Hi,
I'm using git-annex across a number of (indirect) repositories, making heavy use of deduplication for organizing files according to various different aspects.
Now I want to keep part of the files also on a VFAT device, which doesn't let me use indirect mode. In direct mode, however, git-annex "get" or "copy" places a separate copy of each file in the repository, whereas in indirect mode, it would just keep a single copy and maintain a number of (inexpensive) symbolic links. Since space on the VFAT drive is limited, I would like to just keep one, specific copy, not caring about the others. If I "drop" an unneeded copy of the file, it also gets replaced by the ASCII "link" in all other places that contained the same file. Therefore, I can either have multiple copies of the same data or none at all.

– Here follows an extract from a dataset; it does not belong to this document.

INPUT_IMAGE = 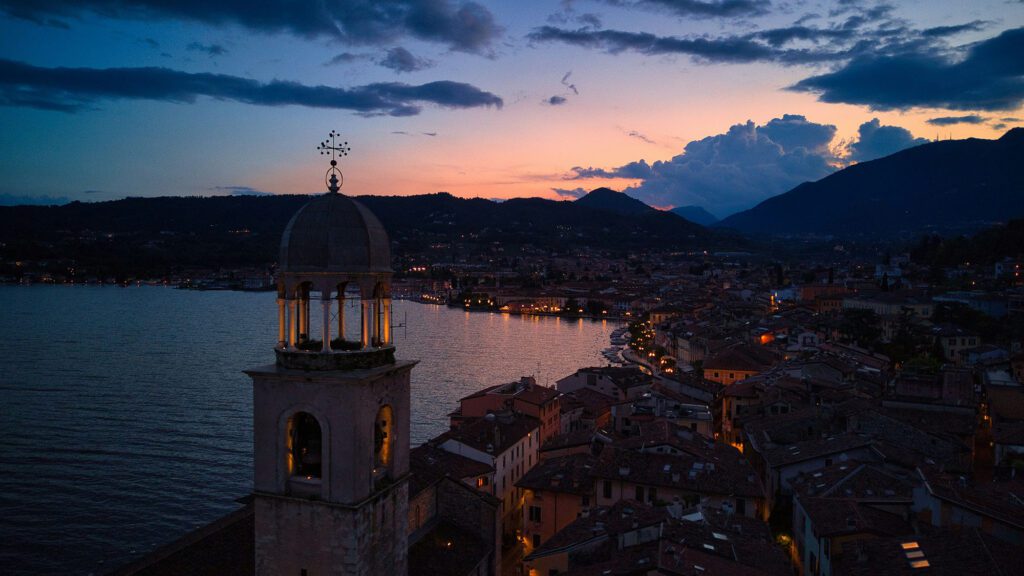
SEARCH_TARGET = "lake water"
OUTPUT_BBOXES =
[0,286,614,574]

Imagine you have a bunch of photos sorted into a directories in meant to make it easy to find them (same file name means same file content):
./photo1.jpg ./photo2.jpg ./by-date/2014-10-27/photo1.jpg ./by-date/2014-10-28/photo2.jpg ./by-event/holiday-by-the-sea/photo1.jpg ./by-event/her-birthday/photo2.jpg
I want to keep a copy of ./photo?.jpg in the VFAT repository, but not the other (identical) files. How do I do that? Or is there really no way of doing this?
Thanks.
There is really no way to do this.
We could consider hard-linking the files, but then modifying one would modify the other, which is likely to be confusing. And, FAT doesn't support hard links anyway.

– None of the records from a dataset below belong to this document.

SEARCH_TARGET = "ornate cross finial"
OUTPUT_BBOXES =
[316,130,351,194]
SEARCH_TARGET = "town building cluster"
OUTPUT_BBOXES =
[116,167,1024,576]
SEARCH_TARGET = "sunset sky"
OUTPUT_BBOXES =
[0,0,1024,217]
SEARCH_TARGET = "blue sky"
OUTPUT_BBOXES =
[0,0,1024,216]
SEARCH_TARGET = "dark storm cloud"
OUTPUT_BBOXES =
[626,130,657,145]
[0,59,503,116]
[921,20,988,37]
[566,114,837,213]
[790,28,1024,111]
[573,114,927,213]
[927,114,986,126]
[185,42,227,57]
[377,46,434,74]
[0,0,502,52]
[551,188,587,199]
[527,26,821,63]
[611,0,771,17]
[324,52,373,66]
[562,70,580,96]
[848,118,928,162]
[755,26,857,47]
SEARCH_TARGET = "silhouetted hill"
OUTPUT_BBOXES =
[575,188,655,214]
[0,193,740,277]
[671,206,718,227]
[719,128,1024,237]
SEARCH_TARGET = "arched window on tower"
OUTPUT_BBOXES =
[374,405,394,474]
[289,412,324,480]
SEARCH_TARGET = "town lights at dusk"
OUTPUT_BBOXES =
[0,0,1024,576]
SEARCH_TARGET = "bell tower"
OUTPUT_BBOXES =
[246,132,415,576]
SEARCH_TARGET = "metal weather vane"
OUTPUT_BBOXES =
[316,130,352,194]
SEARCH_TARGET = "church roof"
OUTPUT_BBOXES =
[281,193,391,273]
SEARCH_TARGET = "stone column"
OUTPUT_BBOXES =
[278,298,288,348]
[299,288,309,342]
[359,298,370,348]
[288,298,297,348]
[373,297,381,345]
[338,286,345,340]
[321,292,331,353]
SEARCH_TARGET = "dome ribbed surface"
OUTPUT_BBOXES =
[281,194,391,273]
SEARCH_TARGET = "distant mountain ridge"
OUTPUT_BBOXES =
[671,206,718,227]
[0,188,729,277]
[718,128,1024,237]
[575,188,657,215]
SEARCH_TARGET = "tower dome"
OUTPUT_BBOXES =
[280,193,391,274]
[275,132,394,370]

I don't want to complicate git-annex's notion of whether an object is present or not with the possibility that it might be present for some files but not for others. For example,
git annex get
would then need to make a copy of content that was already locally present, while currently it knows that if the file is locally present, it has nothing to do.I think that the solution is to use either a better filesystem which can support the suprerior indirect mode, or to switch your repository to use the WORM backend which does not do deduplication.